Scala：如何使用 Scala 替换 Dataframes 中的值

Question

For example I want to replace all numbers equal to 0.2 in a column to 0. How can I do that in Scala?例如，我想将列中所有等于 0.2 的数字替换为 0。我该如何在 Scala 中做到这一点？ Thanks谢谢

Edit :编辑：

|year| make|model| comment            |blank|
|2012|Tesla| S   | No comment         |     | 
|1997| Ford| E350|Go get one now th...|     | 
|2015|Chevy| Volt| null               | null|

This is my Dataframe I'm trying to change Tesla in make column to S这是我的数据框，我正在尝试将 make 列中的 Tesla 更改为 S

Answer 1

Spark 1.6.2, Java code (sorry), this will change every instance of Tesla to S for the entire dataframe without passing through an RDD: Spark 1.6.2，Java代码（抱歉），这会将整个数据帧的每个Tesla实例更改为S，而无需通过RDD：

dataframe.withColumn("make", when(col("make").equalTo("Tesla"), "S")
                             .otherwise(col("make") 
                    );

Edited to add @marshall245 "otherwise" to ensure non-Tesla columns aren't converted to NULL.编辑添加@marshall245“否则”以确保非特斯拉列不会转换为NULL。

Answer 2

Building off of the solution from @Azeroth2b.基于@Azeroth2b 的解决方案构建。 If you want to replace only a couple of items and leave the rest unchanged.如果您只想更换几个项目而其余项目保持不变。 Do the following.请执行下列操作。 Without using the otherwise(...) method, the remainder of the column becomes null.如果不使用 else(...) 方法，列的其余部分将变为空。
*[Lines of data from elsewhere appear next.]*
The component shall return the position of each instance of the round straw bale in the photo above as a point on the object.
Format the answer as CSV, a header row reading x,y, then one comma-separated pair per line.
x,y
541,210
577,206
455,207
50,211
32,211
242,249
import org.apache.spark.sql.functions._
val newsdf = sdf.withColumn("make", when(col("make") === "Tesla", "S")
                                   .otherwise(col("make"))
                           );

Old DataFrame旧数据帧

+-----+-----+ 
| make|model| 
+-----+-----+ 
|Tesla|    S| 
| Ford| E350| 
|Chevy| Volt| 
+-----+-----+

New Datarame新数据帧

+-----+-----+
| make|model|
+-----+-----+
|    S|    S|
| Ford| E350|
|Chevy| Volt|
+-----+-----+

Answer 3

This can be achieved in dataframes with user defined functions (udf).这可以在具有用户定义函数 (udf) 的数据帧中实现。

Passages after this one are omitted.